103. Siapakah Pelakunya?

392 49 16
                                    

"Kami belum menindaklanjuti ataupun mengintrogasi mereka sebelum Kang Mas memberi kami ijin." Lanjutnya.

Gajah Mada diam. Dengan tangan yang mengelus jari-jemari Sekar, dia menahan emosinya. "Aku yang akan mengintrogasi mereka." Jawab Gajah Mada sembari berdiri.

Di tatapnya Sekar sebentar sebelum akhirnya melangkah pergi dari ruangan itu meninggalkan Dwi Prapaja yang kemudian mengikuti di belakangnya.

Melihat Gajah Mada yang berjalan lurus, Dwi Prapaja memberitahunya. "Mereka ada di Balai penjara timur." Katanya.

Gajah tak menjawab ataupun menggubris ucapan Dwi Prapaja. Tapi ketika mencapai lorong, dia berbalik ke arah kanan untuk memangkas jarak ke penjara timur.

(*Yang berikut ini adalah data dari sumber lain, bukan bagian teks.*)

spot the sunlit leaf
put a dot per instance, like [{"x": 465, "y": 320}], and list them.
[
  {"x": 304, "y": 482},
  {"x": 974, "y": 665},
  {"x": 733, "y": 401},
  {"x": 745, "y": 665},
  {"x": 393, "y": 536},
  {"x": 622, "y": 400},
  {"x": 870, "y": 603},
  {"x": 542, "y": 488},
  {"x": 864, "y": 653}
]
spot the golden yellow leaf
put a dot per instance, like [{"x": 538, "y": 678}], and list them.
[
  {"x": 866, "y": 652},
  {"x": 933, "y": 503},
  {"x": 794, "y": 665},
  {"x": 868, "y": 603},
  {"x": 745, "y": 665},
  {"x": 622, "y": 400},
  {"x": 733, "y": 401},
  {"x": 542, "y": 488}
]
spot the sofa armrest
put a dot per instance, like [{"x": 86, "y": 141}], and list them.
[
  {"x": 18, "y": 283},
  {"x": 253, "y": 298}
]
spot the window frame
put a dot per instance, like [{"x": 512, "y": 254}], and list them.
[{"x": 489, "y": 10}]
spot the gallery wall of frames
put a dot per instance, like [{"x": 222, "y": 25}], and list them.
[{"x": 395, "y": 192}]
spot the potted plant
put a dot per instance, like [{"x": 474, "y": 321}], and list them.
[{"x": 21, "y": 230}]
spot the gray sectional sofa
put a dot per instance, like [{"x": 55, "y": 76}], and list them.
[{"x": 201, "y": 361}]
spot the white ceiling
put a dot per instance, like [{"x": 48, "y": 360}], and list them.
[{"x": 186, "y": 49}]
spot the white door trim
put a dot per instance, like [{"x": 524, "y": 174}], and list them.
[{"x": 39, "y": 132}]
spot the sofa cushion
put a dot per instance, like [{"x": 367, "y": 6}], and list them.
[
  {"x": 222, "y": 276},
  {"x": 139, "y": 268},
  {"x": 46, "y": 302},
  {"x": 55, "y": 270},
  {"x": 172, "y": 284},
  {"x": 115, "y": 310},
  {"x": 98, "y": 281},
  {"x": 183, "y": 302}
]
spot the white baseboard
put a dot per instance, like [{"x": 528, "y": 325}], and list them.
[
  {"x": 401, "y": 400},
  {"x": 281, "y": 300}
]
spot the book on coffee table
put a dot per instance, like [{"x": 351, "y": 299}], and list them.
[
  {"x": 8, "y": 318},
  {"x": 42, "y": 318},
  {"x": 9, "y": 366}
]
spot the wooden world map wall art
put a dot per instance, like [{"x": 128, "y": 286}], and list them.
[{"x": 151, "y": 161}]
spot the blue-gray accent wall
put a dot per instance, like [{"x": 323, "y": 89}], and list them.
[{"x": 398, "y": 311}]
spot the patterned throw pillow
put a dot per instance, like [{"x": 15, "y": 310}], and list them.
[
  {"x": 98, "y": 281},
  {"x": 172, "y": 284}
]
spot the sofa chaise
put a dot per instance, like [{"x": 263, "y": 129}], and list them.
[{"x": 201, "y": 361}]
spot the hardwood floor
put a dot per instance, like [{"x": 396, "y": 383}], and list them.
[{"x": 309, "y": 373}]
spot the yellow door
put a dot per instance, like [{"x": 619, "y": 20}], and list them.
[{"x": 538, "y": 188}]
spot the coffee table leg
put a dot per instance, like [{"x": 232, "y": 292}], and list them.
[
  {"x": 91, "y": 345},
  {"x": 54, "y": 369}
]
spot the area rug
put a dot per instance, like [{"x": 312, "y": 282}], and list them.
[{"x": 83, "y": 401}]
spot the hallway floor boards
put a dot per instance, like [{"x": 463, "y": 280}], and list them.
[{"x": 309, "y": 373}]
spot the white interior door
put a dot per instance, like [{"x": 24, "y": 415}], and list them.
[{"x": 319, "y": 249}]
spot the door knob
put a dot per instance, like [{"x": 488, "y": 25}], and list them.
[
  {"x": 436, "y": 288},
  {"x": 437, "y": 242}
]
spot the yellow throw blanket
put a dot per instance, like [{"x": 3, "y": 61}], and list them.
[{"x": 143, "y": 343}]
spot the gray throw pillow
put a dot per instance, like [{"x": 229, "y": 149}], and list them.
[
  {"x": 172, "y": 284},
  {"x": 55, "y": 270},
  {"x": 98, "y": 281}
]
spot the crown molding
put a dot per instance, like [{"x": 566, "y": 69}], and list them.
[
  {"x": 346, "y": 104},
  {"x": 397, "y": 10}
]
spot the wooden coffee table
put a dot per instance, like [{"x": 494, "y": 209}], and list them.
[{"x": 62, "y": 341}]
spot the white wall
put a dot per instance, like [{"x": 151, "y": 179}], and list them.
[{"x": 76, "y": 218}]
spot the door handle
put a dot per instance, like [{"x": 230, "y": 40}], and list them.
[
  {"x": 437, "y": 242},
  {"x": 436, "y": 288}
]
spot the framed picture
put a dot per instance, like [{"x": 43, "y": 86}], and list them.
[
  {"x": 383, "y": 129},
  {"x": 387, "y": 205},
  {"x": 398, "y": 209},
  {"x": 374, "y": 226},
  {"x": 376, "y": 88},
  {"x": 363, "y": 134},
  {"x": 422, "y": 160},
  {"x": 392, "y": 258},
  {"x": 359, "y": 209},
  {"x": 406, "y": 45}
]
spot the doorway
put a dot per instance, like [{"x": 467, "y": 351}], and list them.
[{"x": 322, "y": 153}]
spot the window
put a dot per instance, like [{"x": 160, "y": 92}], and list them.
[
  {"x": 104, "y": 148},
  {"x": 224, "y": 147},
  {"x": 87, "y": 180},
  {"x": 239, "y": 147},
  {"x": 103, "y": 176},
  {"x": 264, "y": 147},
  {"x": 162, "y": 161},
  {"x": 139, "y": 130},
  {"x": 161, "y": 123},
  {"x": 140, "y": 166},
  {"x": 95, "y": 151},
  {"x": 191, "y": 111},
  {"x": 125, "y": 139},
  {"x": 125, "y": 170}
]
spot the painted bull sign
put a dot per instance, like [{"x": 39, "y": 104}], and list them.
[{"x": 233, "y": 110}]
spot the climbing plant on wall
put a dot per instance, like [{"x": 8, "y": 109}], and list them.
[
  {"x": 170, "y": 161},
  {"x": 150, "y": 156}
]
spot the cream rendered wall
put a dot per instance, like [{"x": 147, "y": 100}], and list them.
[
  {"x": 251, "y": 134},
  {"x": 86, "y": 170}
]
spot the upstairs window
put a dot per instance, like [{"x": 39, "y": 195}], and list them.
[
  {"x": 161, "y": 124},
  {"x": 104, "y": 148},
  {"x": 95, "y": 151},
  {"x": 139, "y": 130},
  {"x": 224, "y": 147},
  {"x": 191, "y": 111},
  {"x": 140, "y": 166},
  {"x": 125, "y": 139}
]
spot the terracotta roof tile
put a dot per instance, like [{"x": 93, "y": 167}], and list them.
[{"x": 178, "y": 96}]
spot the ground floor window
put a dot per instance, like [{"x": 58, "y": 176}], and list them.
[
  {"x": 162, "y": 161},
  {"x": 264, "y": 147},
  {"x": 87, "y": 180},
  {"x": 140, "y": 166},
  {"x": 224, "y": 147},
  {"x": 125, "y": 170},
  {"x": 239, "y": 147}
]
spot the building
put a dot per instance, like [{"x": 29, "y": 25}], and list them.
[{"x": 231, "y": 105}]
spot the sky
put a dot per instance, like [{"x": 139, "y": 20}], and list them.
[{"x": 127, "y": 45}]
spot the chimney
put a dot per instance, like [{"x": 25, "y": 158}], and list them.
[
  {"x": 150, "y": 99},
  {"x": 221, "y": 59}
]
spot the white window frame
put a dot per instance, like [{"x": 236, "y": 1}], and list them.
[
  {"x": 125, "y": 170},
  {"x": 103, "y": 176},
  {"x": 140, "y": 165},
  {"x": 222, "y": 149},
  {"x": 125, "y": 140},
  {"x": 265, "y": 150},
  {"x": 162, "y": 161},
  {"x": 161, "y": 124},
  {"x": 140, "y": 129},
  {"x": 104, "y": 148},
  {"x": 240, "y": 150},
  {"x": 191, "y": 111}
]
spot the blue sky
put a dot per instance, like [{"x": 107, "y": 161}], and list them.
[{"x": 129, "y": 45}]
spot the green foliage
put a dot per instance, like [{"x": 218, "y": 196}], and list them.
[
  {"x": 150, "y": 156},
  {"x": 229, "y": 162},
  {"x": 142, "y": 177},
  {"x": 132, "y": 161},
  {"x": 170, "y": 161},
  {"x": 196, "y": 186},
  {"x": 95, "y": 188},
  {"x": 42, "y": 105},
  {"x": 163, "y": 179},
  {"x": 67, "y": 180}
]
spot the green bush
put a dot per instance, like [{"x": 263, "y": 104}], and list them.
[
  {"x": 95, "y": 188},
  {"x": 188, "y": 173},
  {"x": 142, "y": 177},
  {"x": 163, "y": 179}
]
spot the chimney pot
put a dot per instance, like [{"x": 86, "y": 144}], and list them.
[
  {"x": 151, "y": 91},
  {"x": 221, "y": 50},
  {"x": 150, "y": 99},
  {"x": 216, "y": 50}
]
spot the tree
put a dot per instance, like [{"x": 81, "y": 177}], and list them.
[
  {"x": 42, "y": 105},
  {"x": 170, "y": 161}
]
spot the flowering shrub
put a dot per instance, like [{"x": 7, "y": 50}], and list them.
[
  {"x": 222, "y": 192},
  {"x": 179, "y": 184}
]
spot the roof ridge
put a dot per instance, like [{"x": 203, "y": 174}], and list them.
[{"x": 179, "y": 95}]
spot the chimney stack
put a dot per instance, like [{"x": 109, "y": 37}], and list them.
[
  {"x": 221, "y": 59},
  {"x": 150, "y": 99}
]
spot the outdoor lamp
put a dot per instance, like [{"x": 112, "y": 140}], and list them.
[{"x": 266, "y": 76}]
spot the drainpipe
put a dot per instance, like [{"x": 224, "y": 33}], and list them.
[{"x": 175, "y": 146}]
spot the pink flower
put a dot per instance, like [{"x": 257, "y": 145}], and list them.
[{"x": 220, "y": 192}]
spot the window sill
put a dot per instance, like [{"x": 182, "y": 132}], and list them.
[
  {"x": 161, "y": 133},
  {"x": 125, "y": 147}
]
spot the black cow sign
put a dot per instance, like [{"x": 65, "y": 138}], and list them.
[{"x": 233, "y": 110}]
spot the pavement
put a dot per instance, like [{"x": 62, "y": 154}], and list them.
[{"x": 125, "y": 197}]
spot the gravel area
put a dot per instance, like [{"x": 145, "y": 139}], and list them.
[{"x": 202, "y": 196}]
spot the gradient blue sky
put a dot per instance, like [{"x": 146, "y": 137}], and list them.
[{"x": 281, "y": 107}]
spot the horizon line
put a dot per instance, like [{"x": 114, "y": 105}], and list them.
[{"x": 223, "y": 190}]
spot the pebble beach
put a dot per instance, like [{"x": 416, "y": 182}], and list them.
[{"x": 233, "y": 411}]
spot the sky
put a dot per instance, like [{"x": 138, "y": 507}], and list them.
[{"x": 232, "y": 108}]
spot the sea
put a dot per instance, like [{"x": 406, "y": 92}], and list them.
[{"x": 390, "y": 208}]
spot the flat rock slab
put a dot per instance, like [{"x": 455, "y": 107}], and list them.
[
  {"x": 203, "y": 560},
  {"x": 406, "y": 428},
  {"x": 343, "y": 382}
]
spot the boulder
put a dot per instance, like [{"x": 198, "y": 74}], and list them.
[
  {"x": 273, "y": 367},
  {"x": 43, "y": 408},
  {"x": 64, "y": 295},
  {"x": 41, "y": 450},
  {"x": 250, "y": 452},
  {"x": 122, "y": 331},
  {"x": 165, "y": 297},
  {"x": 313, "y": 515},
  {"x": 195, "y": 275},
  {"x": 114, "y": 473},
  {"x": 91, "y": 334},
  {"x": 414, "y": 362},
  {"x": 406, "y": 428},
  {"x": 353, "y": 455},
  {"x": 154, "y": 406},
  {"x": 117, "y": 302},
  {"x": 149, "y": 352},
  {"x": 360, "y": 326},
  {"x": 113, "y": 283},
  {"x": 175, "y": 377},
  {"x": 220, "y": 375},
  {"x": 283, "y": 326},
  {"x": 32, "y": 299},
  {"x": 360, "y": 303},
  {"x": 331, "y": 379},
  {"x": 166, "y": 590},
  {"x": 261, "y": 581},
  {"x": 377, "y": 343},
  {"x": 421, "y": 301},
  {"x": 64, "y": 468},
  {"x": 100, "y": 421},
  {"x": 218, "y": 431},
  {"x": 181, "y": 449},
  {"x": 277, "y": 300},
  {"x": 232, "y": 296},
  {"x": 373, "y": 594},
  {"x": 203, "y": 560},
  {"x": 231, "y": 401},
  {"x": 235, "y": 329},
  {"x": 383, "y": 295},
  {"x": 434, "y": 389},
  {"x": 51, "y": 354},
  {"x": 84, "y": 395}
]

Aura mencekam memenuhi sekitar Gajah Mada. Dia mempunyai aura yang tak tersentuh dan tak terjangkau. Yang jika kalian menyentuhnya, itu akan menjadi kesalahan besar.

Orang-orang yang di lewatinya menunduk, lebih dari biasanya. Apalagi, musibah telah menimpa kerajaan itu. Dan beberapa saat lalu, semua orang di gemparkan dengan penyelidikan besar yang membuat semua orang takut.

Jika pun itu bukan kesalahan mereka, jika ada satu titikpun yang terhubung dengan nama mereka, sudah dipastikan kalau mereka tidak akan selamat.

Orang atas biasanya sangat pandai membuat konspirasi. Banyak kejahatan yang telah mereka buat, dan pada akhirnya melimpahkan kesalahan pada kaum bawah yang tidak bisa apa-apa. Oleh karena itu, walau mereka tidak terlibat, mereka takut kalau mereka.. di jebak.

Perjalanan yang mencekam membuat perjalanan yang terbilang pendek ini menjadi lama. Setiap adegan dan momen terpatri dan tersimpan dengan baik.

Penggambaran yang sesuai, seperti drama fantasi dimana adegan yang tertampil di pelankan. Lambat, mendayu, dan menampilkan berbagai detail yang membuat penasaran.

Begitulah, orang-orang itu tidak bisa tidak mendebarkan jantung mereka ketika Gajah Mada melewati mereka.

Padahal bagi Gajah Mada, kecuali apa yang dia tuju, orang-orang itu benar-benar tidak terlihat. Begitu titik yang ia tuju dapat ia lihat, maka yang lainya hanyalah titik kecil berwarna putih diantara kertas putih buku jilid. Bagaikan blind spot yang tidak akan Gajah Mada lihat.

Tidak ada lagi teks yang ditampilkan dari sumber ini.